The fourth key to application identity: Upgrade tolerant
Created application fingerprints must be upgrade tolerant, allowing for new versions of software without necessitating an overhaul of security policies every time software is patched or upgraded.
A good illustration of this upgrade tolerance, said O’Neil, is Java: “If you upgrade Java, the SHA 256 will be completely different, unpredictably different. But the fuzzy hash will be mostly the same because the binary underlined is still mostly the same. That means that, by using a measurement of similarity by the fuzzy hash, we can say when an application is upgraded and when it's similar enough that we can use the same rules to cover that application.” Using a combination of changing and unchanging identity attributes, he continued, is important because it “lets the user upgrade, have different versions, and create varied rules around applications which are very similar rather than about very, very specific binaries.”
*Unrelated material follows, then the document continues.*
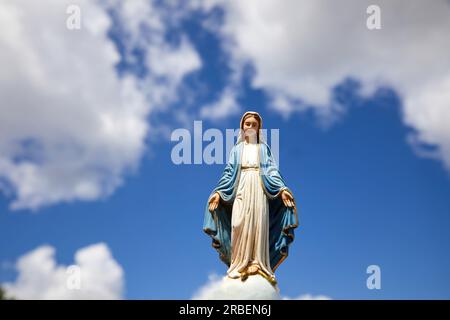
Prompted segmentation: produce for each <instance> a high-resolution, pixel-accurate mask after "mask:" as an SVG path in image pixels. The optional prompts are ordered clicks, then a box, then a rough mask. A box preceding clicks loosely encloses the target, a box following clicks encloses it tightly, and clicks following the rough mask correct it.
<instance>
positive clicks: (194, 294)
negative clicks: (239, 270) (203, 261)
mask: <svg viewBox="0 0 450 320" xmlns="http://www.w3.org/2000/svg"><path fill="white" fill-rule="evenodd" d="M192 299H193V300H240V299H241V300H280V299H283V300H329V299H330V298H329V297H327V296H325V295H318V296H314V295H311V294H303V295H299V296H297V297H295V298H290V297H286V296H281V295H280V289H279V288H278V287H276V288H275V287H273V286H272V285H271V284H270V283H269V282H268V281H267V280H266V279H264V278H263V277H261V276H250V277H249V278H248V279H247V280H246V281H241V280H239V279H230V278H228V277H227V276H222V277H220V276H218V275H216V274H211V275H210V276H209V279H208V282H207V283H206V284H205V285H203V286H202V287H201V288H199V289H198V290H197V291H196V292H195V293H194V295H193V296H192Z"/></svg>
Security must remain malleable while enforcing the highest level of protection possible. When security can adapt to its environment or updates (as software/apps/services are wont to do), it’s allowing the organization to evolve without sacrificing efficacy. Creating application fingerprints using the four keys described allows organizations to look at the most salient parts of an application/service that describe, in the most distinctive way possible, what applications are present and talking to each other on the network. Around this, security policies that travel alongside the application (independent of network topology) can be built, ensuring the protection stays with what needs it most.